- Born: March 2, 1950 (age 76) Alexandria, Virginia
- Education: Cornell University
- Known for: Art
- Notable work: Biogender, Drawing Blood, End of the Line Design
- Website: mariaepes.com

= Maria Epes =

American feminist artist (born 1950)

Maria Epes is a feminist artist working in the media of artists' books, installation, sculpture, printmaking, and works on paper.

== Early life and education ==
Maria Epes has a BFA in printmaking from Cornell University and an MFA from California College of the Arts.

== Career ==
Maria Epes's work has been exhibited and cataloged internationally at venues including Franklin Furnace, La Mama La Galleria, and ABC No Rio. A long time member and solo exhibiting artist of Ceres Gallery, a feminist art collective in New York City, she also showed with Artemisia Gallery in Chicago, Illinois. She is represented in the Feminist Art Database, a curated selection of important feminist works in the Elizabeth A. Sackler Center for Feminist Art at the Brooklyn Museum.
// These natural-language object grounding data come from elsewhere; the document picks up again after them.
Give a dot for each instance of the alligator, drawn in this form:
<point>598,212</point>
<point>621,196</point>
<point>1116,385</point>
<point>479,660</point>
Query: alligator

Her work has been reviewed in publications including The Village Voice, and Ms. Magazine, and she has been in television spots featuring her artwork, including NBC News for their series, "The Guns of November." She produced a Tête-bêche book, Wimmin X 1 = Past, Present, Future + Future Perfect: 4 Installations/Wimmin X 1 = Birthrite, Liferite, Deathrite + Rebirthrite : 4 Installations/2 B with an introduction by Arlene Raven.